Hello Michael, thank you for the fast answer...
Michael Creel wrote:
So, the setup process goes as it appears in the Tutorial or the screencast, and seems to complete normally. The setup process reports finding the compute nodes, as in this shot:
but when you finish the setup process and call "lamnodes" is says that lamd is not running? Is that an accurate summary of the problem?
That's correct. The screens are the same like in the turtorial and at the end the screen says: Found 8 nodes (we're running 8 at the moment)
Michael Creel wrote:
What version of PelicanHPC are you using?
From this mirror:
http://download.mi.hs-heilbronn.de/pelicanhpc/
pelicanhpc-v1.9.1-32bit.iso
Michael Creel wrote:
After you re-run pelican_restarthpc things seem to work correctly?
Interestingly it's "pelican_restart_hpc" (with underscore), but yes & no, I did the following:
1.) lamboot
2.) lamnodes shows only the host
3.) pelican_restart_hpc
4.) the host finds 8 nodes, but lamnodes has still only 1
5.) pelican_setup again
6.) the host finds 8 nodes, lamnodes shows all 8 IPs of the nodes
7.) startx and then I tried some examples
Michael Creel wrote:
kernel_example has a bug, thanks for the report. I'll fix that for the next release. (EDIT: actually, this is already fixed in the v1.99.0 release.). I think that pea_example is running fine. This is an indication that re-running pelican_restarthpc in fact worked. If 2 MPI ranks are used, it is normal that top only shows 1 running on the frontend, because the other is running on a compute node. To see it, ssh into the compute node and run top there (or set up a cluster monitor - see the homepage for a link how to do it).

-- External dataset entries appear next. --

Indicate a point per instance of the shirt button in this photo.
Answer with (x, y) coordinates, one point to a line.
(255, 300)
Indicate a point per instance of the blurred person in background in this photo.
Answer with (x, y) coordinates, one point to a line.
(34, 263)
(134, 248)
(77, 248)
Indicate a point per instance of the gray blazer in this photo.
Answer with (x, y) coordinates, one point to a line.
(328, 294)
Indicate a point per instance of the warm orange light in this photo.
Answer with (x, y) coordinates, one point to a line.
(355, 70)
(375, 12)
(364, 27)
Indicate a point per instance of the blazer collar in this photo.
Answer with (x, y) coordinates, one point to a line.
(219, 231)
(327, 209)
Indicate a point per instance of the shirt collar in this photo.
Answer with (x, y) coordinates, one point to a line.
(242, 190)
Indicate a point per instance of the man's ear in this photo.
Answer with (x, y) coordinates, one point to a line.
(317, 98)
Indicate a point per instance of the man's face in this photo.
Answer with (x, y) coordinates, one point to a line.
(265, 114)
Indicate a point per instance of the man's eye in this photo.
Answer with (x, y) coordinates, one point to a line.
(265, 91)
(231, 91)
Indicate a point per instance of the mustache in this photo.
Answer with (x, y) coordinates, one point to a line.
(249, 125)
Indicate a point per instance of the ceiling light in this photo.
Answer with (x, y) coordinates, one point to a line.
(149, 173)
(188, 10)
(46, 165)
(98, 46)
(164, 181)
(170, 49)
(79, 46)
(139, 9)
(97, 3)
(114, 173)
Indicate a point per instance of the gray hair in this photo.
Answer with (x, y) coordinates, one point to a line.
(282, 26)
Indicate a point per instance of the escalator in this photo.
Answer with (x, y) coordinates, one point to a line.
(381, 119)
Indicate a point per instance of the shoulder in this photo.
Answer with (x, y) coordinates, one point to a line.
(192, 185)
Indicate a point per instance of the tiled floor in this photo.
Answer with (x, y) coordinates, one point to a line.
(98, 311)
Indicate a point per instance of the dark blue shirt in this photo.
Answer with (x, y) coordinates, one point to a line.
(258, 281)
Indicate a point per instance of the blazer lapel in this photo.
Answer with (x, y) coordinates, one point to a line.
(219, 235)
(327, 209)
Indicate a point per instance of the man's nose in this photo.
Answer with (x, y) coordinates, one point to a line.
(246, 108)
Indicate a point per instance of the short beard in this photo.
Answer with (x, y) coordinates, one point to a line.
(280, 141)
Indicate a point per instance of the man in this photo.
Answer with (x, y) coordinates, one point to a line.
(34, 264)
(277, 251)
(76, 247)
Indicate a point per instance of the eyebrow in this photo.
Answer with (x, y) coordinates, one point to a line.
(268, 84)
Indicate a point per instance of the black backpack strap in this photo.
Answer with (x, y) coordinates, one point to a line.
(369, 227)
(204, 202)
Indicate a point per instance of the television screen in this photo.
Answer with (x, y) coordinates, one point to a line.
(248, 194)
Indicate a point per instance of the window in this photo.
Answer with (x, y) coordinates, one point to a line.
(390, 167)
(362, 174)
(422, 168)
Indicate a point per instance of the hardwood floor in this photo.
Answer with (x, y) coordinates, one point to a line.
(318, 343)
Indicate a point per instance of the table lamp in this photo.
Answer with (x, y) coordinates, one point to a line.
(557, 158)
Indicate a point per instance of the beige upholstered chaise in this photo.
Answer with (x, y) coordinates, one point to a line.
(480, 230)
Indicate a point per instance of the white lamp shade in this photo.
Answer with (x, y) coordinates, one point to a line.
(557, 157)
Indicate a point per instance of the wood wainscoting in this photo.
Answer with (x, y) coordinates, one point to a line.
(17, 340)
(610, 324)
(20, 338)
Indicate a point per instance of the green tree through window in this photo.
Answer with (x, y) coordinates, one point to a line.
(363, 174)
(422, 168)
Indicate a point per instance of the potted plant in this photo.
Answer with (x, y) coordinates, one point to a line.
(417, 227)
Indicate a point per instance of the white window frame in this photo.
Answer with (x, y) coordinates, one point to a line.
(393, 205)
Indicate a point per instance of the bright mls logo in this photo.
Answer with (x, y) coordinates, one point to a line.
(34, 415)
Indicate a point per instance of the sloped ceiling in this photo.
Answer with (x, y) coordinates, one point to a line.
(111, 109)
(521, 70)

Ok, here we go: v1.99 - We do have AMD Semprons 3000+ - and i'm not sure if they support 64bit - so maybe here settles the problem we do have? We tried running the v1.9.1-32bit.iso as I mentioned.
Michael Creel wrote:
sorry, I don't know anything about that.
No problem, but actually MPI Programs should be supported by Pelican? I couldn't find any "howto" for MPI Porgrams to run it on al cluster... it's quite new for me... maybe you have a hint.